Namun, dengan hadirnya Bojan Hodak sebagai penasihat teknik, Tolic dipastikan tidak akan berjalan sendirian. Duet maut ini akan tetap berkolaborasi di belakang layar untuk memastikan Igor Tolic mendapatkan segala dukungan yang dibutuhkan untuk meraih sukses. Sinergi antara kebijakan strategis manajemen dan eksekusi taktis di lapangan menjadi harapan utama bagi seluruh elemen klub.
Harapan Baru di Pucuk Pimpinan Maung Bandung
Kini, publik sepak bola nasional menantikan bagaimana wajah Persib di bawah komando Igor Tolic. Apakah Maung Bandung akan tetap mempertahankan gaya permainan pragmatis nan efektif yang menjadi ciri khas Hodak, ataukah Tolic akan berani melakukan revolusi taktik dengan pendekatan yang lebih menyerang?
Satu hal yang pasti, manajemen Persib telah menunjukkan kedewasaan dalam mengelola klub. Mereka menghindari perombakan besar-besaran yang berisiko merusak pondasi tim yang sudah kuat. Dengan memberikan kepercayaan kepada Igor Tolic, Persib sedang berinvestasi pada masa depan tanpa melupakan pelajaran berharga dari masa lalu.

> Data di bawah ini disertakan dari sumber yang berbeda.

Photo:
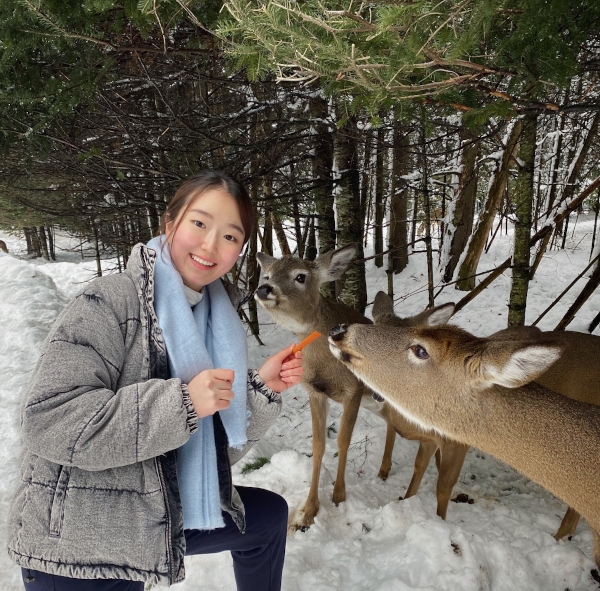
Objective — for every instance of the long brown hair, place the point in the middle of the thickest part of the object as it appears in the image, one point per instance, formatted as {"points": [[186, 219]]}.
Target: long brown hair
{"points": [[198, 184]]}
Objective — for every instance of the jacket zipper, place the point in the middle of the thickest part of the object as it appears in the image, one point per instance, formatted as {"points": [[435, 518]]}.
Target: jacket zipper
{"points": [[171, 558]]}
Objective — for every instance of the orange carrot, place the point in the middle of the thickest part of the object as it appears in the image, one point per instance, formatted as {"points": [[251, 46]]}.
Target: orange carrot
{"points": [[307, 341]]}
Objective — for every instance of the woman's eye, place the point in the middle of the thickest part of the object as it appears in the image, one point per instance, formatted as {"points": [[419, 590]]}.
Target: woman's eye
{"points": [[420, 352]]}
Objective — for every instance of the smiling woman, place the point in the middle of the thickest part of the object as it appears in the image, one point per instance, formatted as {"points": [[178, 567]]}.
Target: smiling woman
{"points": [[207, 239], [206, 223]]}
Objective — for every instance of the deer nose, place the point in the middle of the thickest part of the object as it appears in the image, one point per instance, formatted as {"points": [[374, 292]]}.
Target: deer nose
{"points": [[337, 332], [263, 291]]}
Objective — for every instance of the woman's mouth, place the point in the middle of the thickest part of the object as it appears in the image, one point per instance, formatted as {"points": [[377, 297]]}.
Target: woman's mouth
{"points": [[201, 263]]}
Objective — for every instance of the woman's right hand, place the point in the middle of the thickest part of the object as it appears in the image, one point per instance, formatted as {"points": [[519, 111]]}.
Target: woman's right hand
{"points": [[210, 391]]}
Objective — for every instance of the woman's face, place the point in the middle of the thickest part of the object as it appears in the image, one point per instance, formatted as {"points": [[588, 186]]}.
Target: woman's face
{"points": [[208, 240]]}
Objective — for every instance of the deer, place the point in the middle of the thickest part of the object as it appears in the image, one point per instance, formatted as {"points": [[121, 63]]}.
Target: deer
{"points": [[289, 292], [482, 392], [578, 349]]}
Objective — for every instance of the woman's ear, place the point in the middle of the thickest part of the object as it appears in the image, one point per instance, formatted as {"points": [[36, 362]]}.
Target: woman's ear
{"points": [[168, 227]]}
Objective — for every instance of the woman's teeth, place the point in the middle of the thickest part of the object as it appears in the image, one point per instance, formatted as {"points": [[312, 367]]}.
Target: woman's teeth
{"points": [[202, 261]]}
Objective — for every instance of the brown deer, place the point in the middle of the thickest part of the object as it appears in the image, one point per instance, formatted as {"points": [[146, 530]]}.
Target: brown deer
{"points": [[289, 291], [578, 349], [481, 392]]}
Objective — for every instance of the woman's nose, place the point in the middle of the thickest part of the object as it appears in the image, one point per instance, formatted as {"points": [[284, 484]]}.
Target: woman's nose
{"points": [[210, 242]]}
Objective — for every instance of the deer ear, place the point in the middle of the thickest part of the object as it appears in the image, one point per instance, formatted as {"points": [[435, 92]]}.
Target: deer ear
{"points": [[264, 260], [514, 364], [333, 263], [382, 304]]}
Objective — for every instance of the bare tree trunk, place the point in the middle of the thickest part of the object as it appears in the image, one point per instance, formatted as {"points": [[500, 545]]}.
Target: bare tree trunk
{"points": [[570, 186], [322, 167], [353, 287], [469, 266], [596, 210], [464, 200], [251, 264], [427, 219], [97, 250], [398, 255], [524, 203], [44, 242], [311, 243], [280, 233], [379, 195], [51, 248]]}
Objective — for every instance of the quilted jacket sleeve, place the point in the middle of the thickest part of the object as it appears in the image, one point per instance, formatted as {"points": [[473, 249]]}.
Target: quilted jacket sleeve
{"points": [[264, 405], [75, 413]]}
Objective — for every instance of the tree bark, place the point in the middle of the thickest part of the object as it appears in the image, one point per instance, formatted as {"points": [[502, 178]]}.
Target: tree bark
{"points": [[570, 187], [352, 286], [251, 264], [44, 242], [379, 195], [322, 167], [469, 266], [97, 251], [280, 233], [398, 255], [464, 201], [524, 203]]}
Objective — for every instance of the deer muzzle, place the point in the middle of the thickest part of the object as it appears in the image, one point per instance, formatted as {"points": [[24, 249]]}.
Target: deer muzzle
{"points": [[263, 292]]}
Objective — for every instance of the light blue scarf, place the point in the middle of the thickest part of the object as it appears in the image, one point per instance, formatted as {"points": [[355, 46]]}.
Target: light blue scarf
{"points": [[208, 336]]}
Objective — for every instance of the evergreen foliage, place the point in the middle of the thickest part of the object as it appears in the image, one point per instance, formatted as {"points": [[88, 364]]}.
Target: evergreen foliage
{"points": [[467, 52]]}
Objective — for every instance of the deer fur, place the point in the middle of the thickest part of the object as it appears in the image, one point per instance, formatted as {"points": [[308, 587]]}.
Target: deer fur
{"points": [[578, 349], [482, 393], [301, 308]]}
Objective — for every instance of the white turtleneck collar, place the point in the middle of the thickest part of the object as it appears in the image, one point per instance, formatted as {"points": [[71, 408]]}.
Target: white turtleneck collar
{"points": [[193, 297]]}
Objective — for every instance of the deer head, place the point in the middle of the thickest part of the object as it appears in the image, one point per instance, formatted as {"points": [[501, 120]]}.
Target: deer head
{"points": [[432, 375], [290, 286]]}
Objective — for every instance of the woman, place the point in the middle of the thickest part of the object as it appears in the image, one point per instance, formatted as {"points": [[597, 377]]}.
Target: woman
{"points": [[139, 402]]}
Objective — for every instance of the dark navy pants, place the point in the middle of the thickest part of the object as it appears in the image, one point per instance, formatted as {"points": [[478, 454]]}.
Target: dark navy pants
{"points": [[257, 554]]}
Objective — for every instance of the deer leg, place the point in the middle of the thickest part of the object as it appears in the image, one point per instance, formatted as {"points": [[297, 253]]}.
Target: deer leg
{"points": [[351, 407], [426, 450], [318, 413], [596, 539], [386, 460], [568, 525], [453, 458]]}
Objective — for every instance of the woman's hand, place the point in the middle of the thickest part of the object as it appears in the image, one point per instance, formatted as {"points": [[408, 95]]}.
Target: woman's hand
{"points": [[210, 391], [282, 370]]}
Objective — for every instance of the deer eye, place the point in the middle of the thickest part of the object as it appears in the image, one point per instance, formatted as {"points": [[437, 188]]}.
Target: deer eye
{"points": [[420, 352]]}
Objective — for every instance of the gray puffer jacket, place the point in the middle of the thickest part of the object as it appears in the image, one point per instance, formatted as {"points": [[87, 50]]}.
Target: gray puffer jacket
{"points": [[101, 420]]}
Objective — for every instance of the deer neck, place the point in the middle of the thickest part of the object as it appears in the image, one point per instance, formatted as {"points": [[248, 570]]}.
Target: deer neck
{"points": [[546, 436]]}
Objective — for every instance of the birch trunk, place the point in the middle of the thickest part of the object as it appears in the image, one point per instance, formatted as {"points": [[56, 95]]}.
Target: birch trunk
{"points": [[352, 285], [379, 195], [469, 266], [464, 201], [523, 205], [398, 255]]}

Pesan yang disampaikan klub melalui media sosial mereka sangat jelas: “The legacy continues”. Warisan kesuksesan harus tetap berlanjut, dan Igor Tolic adalah orang yang dipilih untuk memikul tanggung jawab besar tersebut. Mari kita saksikan bagaimana racikan strategi sang arsitek Kroasia ini di musim kompetisi mendatang. Apakah ia mampu menjawab keraguan dan meneruskan tradisi juara di tanah Pasundan? Waktu yang akan menjawab, namun satu hal yang pasti, semangat juang Maung Bandung tidak akan pernah padam.